Dziś w województwie świętokrzyskim spodziewany jest kolejny pociąg, którym przyjedzie duża grupa uchodźców. Może to być nawet ponad 1,2 tys. osób, które dotrą koleją do Sędziszowa – mówił w Radiu Kielce wojewoda Zbigniew Koniusz.
Dodał, że oficjalnie do wojewódzkiego punktu recepcyjnego zgłosiło się dotąd ponad 2,2 tys. osób, które otrzymały od samorządu podstawową pomoc i zostały zakwaterowanie w 41 placówkach. Natomiast, według szacunków, uchodźców może być w naszym regionie już ok. 10-15 tys.

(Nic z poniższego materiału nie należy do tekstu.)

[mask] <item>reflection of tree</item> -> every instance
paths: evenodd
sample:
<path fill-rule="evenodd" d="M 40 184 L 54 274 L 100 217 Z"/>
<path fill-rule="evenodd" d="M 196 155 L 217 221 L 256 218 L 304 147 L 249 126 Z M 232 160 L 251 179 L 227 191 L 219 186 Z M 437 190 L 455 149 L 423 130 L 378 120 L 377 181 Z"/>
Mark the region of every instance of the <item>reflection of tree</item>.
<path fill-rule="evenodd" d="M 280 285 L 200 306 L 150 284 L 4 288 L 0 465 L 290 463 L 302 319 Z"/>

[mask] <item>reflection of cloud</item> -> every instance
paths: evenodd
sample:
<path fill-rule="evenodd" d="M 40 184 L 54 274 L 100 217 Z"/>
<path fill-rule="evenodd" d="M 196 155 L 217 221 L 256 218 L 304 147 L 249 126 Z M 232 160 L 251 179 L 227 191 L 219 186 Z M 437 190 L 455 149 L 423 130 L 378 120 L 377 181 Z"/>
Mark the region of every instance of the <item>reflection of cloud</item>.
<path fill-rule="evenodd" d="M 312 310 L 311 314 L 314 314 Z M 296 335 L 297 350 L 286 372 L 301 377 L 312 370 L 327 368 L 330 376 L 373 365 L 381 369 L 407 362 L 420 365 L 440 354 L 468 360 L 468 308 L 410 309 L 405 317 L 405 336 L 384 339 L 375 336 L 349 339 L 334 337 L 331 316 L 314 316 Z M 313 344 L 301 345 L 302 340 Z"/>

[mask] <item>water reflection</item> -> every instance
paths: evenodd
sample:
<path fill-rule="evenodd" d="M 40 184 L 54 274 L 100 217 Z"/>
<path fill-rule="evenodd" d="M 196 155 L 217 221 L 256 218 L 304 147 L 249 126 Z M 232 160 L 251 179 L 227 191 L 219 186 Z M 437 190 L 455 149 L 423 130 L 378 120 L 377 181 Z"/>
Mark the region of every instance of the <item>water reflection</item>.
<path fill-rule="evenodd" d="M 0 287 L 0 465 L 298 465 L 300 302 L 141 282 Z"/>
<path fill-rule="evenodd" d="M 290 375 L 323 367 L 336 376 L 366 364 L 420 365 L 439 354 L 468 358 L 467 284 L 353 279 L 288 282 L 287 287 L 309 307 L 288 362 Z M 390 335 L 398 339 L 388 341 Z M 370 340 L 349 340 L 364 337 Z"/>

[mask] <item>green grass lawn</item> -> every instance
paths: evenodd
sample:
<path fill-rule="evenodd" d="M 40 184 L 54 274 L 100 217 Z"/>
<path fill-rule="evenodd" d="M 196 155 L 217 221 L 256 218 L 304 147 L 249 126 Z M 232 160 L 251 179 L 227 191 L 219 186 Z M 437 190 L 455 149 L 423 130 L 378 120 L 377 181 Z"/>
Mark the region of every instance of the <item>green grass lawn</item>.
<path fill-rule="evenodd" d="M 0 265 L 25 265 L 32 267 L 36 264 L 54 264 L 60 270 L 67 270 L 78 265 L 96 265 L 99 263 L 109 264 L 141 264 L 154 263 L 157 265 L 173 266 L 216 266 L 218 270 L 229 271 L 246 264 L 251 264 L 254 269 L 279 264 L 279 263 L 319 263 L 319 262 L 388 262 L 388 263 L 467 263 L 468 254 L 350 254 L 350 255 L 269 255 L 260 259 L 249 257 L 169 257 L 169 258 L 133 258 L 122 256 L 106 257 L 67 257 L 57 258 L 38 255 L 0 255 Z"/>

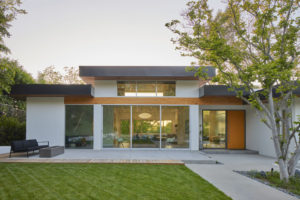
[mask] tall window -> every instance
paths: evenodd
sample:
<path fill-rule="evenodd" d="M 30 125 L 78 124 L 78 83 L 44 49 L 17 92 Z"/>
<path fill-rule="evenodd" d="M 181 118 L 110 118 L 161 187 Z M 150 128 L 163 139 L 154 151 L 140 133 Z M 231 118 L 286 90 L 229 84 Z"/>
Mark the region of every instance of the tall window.
<path fill-rule="evenodd" d="M 162 148 L 189 147 L 189 107 L 162 106 Z"/>
<path fill-rule="evenodd" d="M 203 147 L 226 147 L 226 111 L 203 111 Z"/>
<path fill-rule="evenodd" d="M 93 148 L 93 106 L 66 105 L 66 148 Z"/>
<path fill-rule="evenodd" d="M 103 147 L 130 147 L 130 106 L 103 106 Z"/>
<path fill-rule="evenodd" d="M 104 105 L 104 148 L 189 148 L 189 106 Z"/>
<path fill-rule="evenodd" d="M 118 96 L 175 96 L 175 81 L 118 81 Z"/>

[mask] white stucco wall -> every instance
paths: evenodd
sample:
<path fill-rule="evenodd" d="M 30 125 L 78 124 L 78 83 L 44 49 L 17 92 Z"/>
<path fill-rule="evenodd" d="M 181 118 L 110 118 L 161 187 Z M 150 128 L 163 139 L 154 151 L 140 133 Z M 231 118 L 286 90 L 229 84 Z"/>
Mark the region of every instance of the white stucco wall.
<path fill-rule="evenodd" d="M 261 122 L 253 108 L 246 113 L 246 148 L 259 154 L 275 157 L 271 130 Z"/>
<path fill-rule="evenodd" d="M 26 139 L 65 145 L 65 105 L 63 97 L 28 97 Z"/>
<path fill-rule="evenodd" d="M 102 105 L 94 105 L 94 149 L 102 149 L 102 132 L 103 132 L 103 109 Z"/>
<path fill-rule="evenodd" d="M 116 80 L 96 80 L 94 87 L 95 97 L 117 97 Z"/>
<path fill-rule="evenodd" d="M 190 106 L 190 149 L 199 150 L 199 106 Z"/>
<path fill-rule="evenodd" d="M 199 97 L 199 81 L 176 81 L 176 97 Z"/>

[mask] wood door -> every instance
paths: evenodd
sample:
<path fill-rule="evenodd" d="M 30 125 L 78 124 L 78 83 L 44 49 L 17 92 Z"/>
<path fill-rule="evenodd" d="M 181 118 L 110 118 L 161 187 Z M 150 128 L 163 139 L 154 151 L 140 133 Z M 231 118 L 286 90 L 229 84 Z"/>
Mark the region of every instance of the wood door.
<path fill-rule="evenodd" d="M 245 111 L 227 111 L 227 148 L 245 149 Z"/>

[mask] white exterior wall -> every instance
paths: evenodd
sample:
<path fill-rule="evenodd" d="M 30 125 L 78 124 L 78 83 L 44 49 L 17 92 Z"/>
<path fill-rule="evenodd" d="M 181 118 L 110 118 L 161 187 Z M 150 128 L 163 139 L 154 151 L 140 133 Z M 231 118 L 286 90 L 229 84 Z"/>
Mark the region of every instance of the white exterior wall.
<path fill-rule="evenodd" d="M 261 155 L 275 157 L 272 132 L 250 107 L 246 113 L 246 132 L 247 149 L 258 151 Z"/>
<path fill-rule="evenodd" d="M 118 88 L 116 80 L 96 80 L 95 97 L 117 97 Z"/>
<path fill-rule="evenodd" d="M 190 106 L 190 149 L 199 150 L 199 106 Z"/>
<path fill-rule="evenodd" d="M 65 145 L 65 105 L 63 97 L 28 97 L 26 139 Z"/>
<path fill-rule="evenodd" d="M 103 109 L 102 105 L 94 105 L 94 149 L 102 149 L 102 132 L 103 132 Z"/>
<path fill-rule="evenodd" d="M 176 81 L 176 97 L 199 97 L 199 81 Z"/>

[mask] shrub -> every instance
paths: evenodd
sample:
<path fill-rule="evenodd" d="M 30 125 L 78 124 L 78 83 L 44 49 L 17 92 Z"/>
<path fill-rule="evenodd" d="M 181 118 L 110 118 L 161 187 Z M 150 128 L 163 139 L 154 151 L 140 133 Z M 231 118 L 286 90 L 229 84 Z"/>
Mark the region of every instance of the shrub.
<path fill-rule="evenodd" d="M 26 123 L 13 117 L 0 117 L 0 145 L 10 145 L 13 140 L 23 140 Z"/>

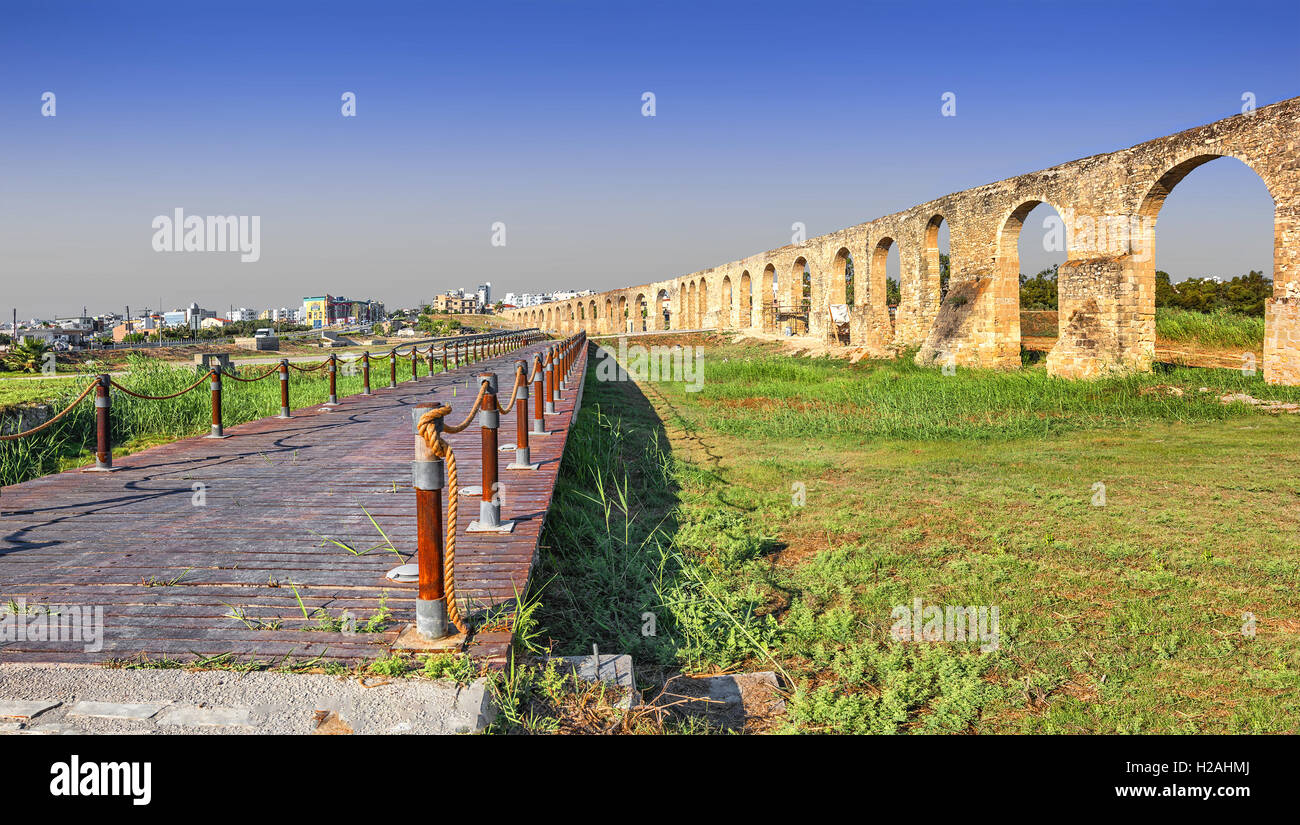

– Na razie nie prosimy uchodźców o żaden wysiłek związany z rejestracją. Są rejestrowani jedynie przez straż graniczną. Za chwilę wejdzie bowiem specustawa, która dookreśli formę, w jakiej uchodźcy będą poproszeni o dopełnienie formalności związanych z pobytem w Polsce. Zajmą się tym urzędy gmin, które będą nadawać numery PESEL. To pozwoli na bezpłatny dostęp do służby zdrowia, do rynku pracy, świadczeń na dzieci. Będzie to szeroki pakiet – zapowiada wojewoda.
Zbigniew Koniusz dodał, że kolejny punkt recepcyjny dla 300 osób, który powstał w Chęcinach jest odpowiedzią na wzbierającą falę uchodźców.
– Początkowo otworzyliśmy Chęciny jako przedłużenie punku kieleckiego, ale zrobimy z niego samodzielny punkt, gdzie będą kierowane większe grupy zorganizowane, by można było chwilę odpocząć. Będą tam łóżka, będzie można się położyć, zjeść ciepły posiłek i poczekać na skierowanie do punktu docelowego. Otwarliśmy to miejsce z myślą o punkcie recepcyjnym, ale część pewnie przekształcamy w miejsca stałego, dłuższego pobytu, bo osób chcących skorzystać z pomocy państwa jest coraz więcej – dodał wojewoda.
Gość Radia Kielce podkreślił, że cieszy się, iż także mieszkańcy regionu stanęli na wysokości zadania w obliczu tragedii, jaka dotknęła naród ukraiński. Zwrócił uwagę, że wiele osób zdecydowało się gościć uchodźców we własnych domach lub zaangażowało się w inne formy pomocy.